Use them when trying to split up a sentence — like when you need to inject information that breaks the sentence flow — without splitting it into multiple sentences. They're like parentheses that emphasize their information instead of quietly setting it to the side.
On Windows, the alt code is 0151. On Android (and iOS?), just hold down on the hyphen key and choose the longest option. No clue how to get it on macOS.
I ended up learning about em dashes about a year ago on one of my random knowledge-for-writing binges I do! idk why but they're one of my favorite pieces of trivia to throw at people
Thanks for the correction and explanation!
I read both of those correctly.....then, I re-read the title with punctuation...ooof.
This is a case where I’d actually use parentheses.
No, Okta, it was senior management (not an errant employee) that got you hacked.
I like this one
No, Okta; senior management caused you to get hacked, not an errant employee.
This is one of the simplest things to achieve but it gets so much pushback from C-level it's frustrating. I tried to push this, once the personal @gmail.com accounts got revoked all hell broke loose, despite being a clear security vulnerability. It also doesn't help that they have these "sync" features nowadays that re-download all the extensions you have on other devices so only god knows what type of malware you're letting into your environment.
What s bunch of C-units
I mean if you're on GSuite, fundamentally isn't a loss of control of your personal Gmail account just as likely as a loss of control of your professional account?
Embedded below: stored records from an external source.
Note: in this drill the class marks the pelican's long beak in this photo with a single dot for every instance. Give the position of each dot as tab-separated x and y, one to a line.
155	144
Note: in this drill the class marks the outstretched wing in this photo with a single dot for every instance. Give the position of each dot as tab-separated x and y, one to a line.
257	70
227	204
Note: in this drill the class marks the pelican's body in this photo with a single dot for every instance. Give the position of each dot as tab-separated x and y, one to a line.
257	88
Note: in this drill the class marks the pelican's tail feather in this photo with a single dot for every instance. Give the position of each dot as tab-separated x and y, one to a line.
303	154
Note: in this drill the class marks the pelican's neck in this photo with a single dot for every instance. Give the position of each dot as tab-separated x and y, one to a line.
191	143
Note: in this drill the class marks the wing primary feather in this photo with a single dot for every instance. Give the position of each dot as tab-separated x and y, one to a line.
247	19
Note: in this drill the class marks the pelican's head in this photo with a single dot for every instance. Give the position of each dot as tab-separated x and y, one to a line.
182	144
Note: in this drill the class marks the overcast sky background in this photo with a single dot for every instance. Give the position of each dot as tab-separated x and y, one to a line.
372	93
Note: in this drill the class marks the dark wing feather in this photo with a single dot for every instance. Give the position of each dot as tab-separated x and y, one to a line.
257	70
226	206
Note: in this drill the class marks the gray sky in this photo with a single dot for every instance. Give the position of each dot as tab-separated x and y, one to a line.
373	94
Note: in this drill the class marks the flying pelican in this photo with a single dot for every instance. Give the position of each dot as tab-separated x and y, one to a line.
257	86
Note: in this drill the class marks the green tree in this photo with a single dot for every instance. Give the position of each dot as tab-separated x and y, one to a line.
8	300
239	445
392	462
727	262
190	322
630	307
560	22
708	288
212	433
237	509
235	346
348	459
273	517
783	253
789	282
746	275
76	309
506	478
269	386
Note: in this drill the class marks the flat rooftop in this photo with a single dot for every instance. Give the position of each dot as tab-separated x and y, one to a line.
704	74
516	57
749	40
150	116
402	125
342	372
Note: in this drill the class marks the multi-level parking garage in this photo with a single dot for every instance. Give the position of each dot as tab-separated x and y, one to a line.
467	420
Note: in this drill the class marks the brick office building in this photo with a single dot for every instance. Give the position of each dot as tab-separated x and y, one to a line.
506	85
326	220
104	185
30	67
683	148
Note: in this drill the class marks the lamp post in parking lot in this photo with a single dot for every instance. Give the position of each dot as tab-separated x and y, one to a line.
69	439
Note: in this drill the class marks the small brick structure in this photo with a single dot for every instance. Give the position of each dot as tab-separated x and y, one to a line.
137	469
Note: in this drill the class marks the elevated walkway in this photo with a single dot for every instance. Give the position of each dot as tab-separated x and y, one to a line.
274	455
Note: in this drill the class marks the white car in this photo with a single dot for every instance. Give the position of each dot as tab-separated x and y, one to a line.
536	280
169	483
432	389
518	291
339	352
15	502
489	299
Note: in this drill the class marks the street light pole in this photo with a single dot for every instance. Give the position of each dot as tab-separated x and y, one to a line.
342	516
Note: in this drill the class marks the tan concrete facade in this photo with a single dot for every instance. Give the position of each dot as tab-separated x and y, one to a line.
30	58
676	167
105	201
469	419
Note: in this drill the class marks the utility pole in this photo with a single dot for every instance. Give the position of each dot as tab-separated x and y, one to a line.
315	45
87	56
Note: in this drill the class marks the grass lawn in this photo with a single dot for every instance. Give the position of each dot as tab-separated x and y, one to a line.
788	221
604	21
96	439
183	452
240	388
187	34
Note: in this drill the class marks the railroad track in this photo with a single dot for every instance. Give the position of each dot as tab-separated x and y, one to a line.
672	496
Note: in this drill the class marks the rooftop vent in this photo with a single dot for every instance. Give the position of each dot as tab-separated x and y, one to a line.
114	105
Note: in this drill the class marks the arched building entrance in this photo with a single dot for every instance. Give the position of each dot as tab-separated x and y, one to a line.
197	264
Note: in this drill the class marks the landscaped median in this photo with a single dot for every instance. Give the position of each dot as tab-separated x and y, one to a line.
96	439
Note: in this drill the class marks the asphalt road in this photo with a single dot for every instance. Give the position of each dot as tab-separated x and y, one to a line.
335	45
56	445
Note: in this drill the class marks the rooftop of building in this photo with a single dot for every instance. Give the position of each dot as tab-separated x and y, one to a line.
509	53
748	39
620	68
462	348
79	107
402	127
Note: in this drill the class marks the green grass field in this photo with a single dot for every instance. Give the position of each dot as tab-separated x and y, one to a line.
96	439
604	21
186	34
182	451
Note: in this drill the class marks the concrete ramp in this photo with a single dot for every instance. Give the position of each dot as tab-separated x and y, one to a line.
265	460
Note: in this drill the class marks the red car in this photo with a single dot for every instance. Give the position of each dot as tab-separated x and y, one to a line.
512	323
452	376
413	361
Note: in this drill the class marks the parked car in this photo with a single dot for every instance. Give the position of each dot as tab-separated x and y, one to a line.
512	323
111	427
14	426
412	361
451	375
It does show how browsers offering cloud-synched password vaults without mandating 2FA to use that feature is grossly irresponsible.
2FA is, in my experience, the thing that would be blocking 99% of this kind of attack. Which shows how if you're regularly using something that doesnt have 2FA that should be a red flag. In this case it was 2 layers of that:
Their google account probably didn't have 2FA, and neither did that service account. Now obviously a service account generally won't have 2FA, but if you're regularly keying in service account credentials into a web browser something has gone wrong.
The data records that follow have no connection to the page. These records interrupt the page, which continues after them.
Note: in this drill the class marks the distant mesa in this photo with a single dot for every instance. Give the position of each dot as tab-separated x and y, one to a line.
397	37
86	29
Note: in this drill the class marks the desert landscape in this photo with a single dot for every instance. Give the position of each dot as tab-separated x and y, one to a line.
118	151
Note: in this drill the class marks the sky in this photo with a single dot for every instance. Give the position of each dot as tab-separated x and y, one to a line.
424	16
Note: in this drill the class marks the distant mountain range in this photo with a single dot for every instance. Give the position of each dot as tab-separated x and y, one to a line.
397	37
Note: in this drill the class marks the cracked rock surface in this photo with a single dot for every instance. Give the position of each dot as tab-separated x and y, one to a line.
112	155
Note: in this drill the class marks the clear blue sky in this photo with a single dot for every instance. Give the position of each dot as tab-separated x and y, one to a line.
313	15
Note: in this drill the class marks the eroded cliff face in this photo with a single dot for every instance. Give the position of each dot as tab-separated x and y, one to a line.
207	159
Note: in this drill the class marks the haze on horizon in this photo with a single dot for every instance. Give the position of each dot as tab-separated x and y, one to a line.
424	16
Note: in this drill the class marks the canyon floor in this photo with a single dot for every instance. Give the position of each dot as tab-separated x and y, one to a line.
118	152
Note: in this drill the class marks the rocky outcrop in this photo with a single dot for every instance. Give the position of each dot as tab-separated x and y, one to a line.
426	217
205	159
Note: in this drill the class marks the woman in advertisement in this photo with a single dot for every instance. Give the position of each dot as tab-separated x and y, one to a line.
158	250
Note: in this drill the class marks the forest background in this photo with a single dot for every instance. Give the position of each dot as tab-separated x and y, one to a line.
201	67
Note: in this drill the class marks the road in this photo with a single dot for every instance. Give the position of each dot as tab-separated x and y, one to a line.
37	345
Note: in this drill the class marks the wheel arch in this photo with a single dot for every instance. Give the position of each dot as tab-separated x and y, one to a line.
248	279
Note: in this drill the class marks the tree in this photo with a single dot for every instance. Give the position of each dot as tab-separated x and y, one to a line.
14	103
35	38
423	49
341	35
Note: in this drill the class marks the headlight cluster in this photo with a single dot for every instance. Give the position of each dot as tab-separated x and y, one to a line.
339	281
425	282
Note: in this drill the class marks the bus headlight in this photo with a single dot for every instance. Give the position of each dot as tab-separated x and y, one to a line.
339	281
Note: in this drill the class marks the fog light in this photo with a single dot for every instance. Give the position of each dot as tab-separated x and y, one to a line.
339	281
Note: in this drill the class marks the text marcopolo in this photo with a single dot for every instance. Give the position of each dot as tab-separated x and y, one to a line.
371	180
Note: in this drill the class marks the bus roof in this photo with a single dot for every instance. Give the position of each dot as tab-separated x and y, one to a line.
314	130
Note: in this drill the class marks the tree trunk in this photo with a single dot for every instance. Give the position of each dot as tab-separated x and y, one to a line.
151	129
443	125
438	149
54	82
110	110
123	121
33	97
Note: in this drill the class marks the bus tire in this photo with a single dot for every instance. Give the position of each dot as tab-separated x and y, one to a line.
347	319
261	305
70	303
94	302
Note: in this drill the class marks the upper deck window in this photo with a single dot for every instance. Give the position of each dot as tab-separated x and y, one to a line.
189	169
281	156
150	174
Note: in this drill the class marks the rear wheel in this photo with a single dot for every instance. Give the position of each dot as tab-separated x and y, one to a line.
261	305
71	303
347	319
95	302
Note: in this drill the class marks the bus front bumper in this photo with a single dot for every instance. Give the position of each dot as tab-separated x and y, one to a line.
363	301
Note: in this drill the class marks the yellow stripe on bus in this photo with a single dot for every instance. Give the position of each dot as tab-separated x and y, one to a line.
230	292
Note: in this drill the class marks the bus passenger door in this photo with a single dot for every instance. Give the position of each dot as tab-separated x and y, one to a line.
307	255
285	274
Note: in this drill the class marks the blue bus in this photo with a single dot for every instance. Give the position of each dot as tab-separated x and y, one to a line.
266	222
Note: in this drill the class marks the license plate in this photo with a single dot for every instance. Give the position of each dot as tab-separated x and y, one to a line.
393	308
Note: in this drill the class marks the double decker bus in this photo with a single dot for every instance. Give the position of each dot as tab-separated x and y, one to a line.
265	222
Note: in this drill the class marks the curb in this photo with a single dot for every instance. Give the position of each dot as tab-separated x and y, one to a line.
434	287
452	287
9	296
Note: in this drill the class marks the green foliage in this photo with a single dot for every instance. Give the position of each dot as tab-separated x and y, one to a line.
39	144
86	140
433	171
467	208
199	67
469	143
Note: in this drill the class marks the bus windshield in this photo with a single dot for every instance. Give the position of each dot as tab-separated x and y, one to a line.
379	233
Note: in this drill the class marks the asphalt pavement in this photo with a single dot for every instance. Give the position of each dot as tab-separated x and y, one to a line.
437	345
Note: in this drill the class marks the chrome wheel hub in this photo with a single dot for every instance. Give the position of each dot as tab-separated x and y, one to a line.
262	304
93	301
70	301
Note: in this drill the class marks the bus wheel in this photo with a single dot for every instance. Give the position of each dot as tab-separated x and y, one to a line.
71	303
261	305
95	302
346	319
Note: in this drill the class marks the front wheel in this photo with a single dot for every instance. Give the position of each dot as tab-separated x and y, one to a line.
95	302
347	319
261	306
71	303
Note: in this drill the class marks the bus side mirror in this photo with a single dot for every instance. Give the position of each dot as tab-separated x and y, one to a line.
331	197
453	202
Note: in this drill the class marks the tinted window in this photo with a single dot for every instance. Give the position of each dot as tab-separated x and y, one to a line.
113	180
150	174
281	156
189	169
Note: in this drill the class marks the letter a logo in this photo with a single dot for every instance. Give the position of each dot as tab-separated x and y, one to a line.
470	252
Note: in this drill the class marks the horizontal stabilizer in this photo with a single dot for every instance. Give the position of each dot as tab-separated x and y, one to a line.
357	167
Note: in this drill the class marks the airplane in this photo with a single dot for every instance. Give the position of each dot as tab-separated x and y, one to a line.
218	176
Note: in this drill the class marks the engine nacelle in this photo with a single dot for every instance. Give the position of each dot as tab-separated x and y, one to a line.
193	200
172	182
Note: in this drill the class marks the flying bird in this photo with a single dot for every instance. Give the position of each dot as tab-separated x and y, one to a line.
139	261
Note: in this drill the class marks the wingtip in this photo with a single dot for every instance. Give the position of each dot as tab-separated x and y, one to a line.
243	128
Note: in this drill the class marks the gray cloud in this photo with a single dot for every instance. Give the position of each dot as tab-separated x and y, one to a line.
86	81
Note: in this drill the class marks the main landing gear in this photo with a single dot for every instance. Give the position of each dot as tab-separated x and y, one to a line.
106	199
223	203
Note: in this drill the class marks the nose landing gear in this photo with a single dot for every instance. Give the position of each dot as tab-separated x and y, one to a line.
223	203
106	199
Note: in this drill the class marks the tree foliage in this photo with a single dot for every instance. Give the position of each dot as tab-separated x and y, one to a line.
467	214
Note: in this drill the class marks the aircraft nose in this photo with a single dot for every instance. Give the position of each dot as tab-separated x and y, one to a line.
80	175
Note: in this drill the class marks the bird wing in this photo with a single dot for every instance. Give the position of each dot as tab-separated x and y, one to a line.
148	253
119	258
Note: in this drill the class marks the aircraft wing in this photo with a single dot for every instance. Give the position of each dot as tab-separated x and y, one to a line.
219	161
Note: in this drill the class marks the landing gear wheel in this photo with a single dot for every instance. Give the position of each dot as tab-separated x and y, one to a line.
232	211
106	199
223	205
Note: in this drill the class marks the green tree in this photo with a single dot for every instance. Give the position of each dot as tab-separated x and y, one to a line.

Number 2 isn't true. I could choose a super strong password, but if the company chose to roll their own security and the dev chose to store user passwords in plain text, then their database is hacked, my password is out in the open. This happens all the time, even with huge tech companies.
That cannot happen with MFA since the password never leaves your hardware key.
Using my company's network, access to Google (Gmail) authentication is blocked by the firewall. Why haven't they done similarly if employees aren't supposed to do so?
Based on a few DNS lookups, I see that Okta likely uses GSuite. Would it still be possible the block non-work related Google logins at the firewall level? Seems that would complicate things quite a bit.
It would indeed. "Problematic by design" then?